1 Maar Jezus ging naar den Olijfberg.

2 En des morgens vroeg kwam Hij wederom in den tempel, en al het volk kwam tot Hem; en nedergezeten zijnde, leerde Hij hen.

3 En de Schriftgeleerden en de Farizeen brachten tot Hem een vrouw, in overspel gegrepen.

4 En haar gesteld hebbende in het midden, zeiden zij tot Hem: Meester, deze vrouw is op de daad zelve gegrepen, overspel begaande.

5 En Mozes heeft ons in de wet geboden, dat dezulken gestenigd zullen worden; Gij dan, wat zegt Gij?

6 En dit zeiden zij, Hem verzoekende, opdat zij iets hadden, om Hem te beschuldigen.

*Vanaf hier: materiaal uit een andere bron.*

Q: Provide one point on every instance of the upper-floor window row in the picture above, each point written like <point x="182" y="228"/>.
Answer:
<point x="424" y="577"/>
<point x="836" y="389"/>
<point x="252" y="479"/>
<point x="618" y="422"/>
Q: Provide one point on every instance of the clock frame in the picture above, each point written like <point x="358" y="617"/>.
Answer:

Maar Jezus, nederbukkende, schreef met den vinger in de aarde.

7 En als zij Hem bleven vragen, richtte Hij Zich op, en zeide tot hen: Die van ulieden zonder zonde is, werpe eerst den steen op haar.

8 En wederom nederbukkende, schreef Hij in de aarde.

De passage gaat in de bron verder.